Migrant studies are likely to be informative when there is marked geographic variation in disease and little is known about the etiologic factors responsible for the variation. The diseases most extensively studied with migrant populations are multiple sclerosis and cancer. Multiple sclerosis has an unusual geographic pattern, with prevalence generally higher with increasing distance from the equator, in both hemispheres. Migrants from higher to lower risk areas, such as Europeans to Israel, South Africa, or Australia, or internal migrants from higher to lower latitudes within the United States, have disease risk intermediate between their place of origin and destination. However, there is little change in risk for migrants moving from lower to higher risk areas, such as Africa to Israel or southern to northern United States. Studies able to ascertain age at migration suggest disease risk is largely determined by age 15 or 20. These studies have been interpreted as most compatible with an environmental exposure in childhood being an important etiologic factor, such as a protective effect from early infection by an agent endemic in areas closer to the equator.
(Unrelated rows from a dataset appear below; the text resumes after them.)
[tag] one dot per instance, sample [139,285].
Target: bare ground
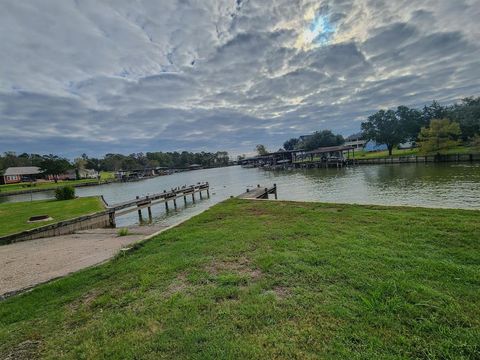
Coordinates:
[29,263]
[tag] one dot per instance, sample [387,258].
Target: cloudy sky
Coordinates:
[126,76]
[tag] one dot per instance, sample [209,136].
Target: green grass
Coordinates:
[25,187]
[107,175]
[14,216]
[263,280]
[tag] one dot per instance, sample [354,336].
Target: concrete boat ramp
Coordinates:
[29,263]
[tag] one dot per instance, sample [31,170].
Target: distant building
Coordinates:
[304,137]
[372,146]
[15,175]
[356,140]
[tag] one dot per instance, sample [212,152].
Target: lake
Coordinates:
[446,185]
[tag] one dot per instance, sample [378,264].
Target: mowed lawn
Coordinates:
[14,216]
[261,280]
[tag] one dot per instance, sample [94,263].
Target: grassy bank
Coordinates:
[26,187]
[14,216]
[250,279]
[412,152]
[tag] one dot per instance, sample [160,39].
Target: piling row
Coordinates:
[165,197]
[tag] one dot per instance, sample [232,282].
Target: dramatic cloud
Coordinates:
[127,76]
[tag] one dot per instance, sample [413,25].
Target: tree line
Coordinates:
[53,164]
[433,127]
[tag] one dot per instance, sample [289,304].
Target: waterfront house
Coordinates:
[356,140]
[14,175]
[336,154]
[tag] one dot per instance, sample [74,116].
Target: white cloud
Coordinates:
[248,71]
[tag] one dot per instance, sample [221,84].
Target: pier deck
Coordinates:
[259,192]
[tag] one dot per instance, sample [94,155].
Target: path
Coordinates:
[29,263]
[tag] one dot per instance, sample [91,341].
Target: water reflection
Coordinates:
[431,185]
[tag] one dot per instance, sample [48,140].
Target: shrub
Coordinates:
[65,193]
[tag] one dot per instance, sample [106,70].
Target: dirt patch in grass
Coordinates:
[26,350]
[240,266]
[257,211]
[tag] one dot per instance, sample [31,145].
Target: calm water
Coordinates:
[429,185]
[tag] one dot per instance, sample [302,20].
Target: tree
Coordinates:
[261,150]
[439,136]
[476,142]
[54,165]
[467,114]
[384,127]
[320,139]
[411,120]
[434,111]
[290,144]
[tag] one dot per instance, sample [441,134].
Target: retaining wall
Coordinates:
[420,159]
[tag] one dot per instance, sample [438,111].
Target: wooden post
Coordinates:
[140,218]
[111,219]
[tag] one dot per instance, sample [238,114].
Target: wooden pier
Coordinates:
[166,197]
[259,193]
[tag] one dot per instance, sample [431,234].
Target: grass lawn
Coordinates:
[261,280]
[14,216]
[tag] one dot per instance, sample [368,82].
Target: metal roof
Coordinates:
[330,149]
[23,170]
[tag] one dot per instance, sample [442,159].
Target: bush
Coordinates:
[65,193]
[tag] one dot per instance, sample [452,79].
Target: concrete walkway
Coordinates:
[29,263]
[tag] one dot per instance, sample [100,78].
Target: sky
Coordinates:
[103,76]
Most cancers show significant geographic variations. Breast and stomach cancers offer two contrasting patterns. Breast cancer rates are highest in the most developed Western countries. Rates for white migrants to the United States converge to rates for U.S.-born whites within 20 years of migration. However, although breast cancer rates for Asian migrants to the United States and their U.S.-born daughters are higher than rates for women in Asia, they are not as high as U.S.-born whites. This suggests the importance of environmental factors in breast cancer risk, but it does not exclude the possibility that there might be genetic differences in risk for Asian women, since even U.S.-born Asian women have lower rates of breast cancer than whites.

The international pattern for stomach cancer is quite different: Japan has one of the highest rates and the United States one of the lowest. Migrant studies, including those of Japanese migrants to Hawaii and their offspring, found that migrants had rates somewhat lower than persons remaining in Japan, while their offspring had much lower stomach cancer rates. This pattern suggests the importance of environmental factors, both in childhood and adulthood.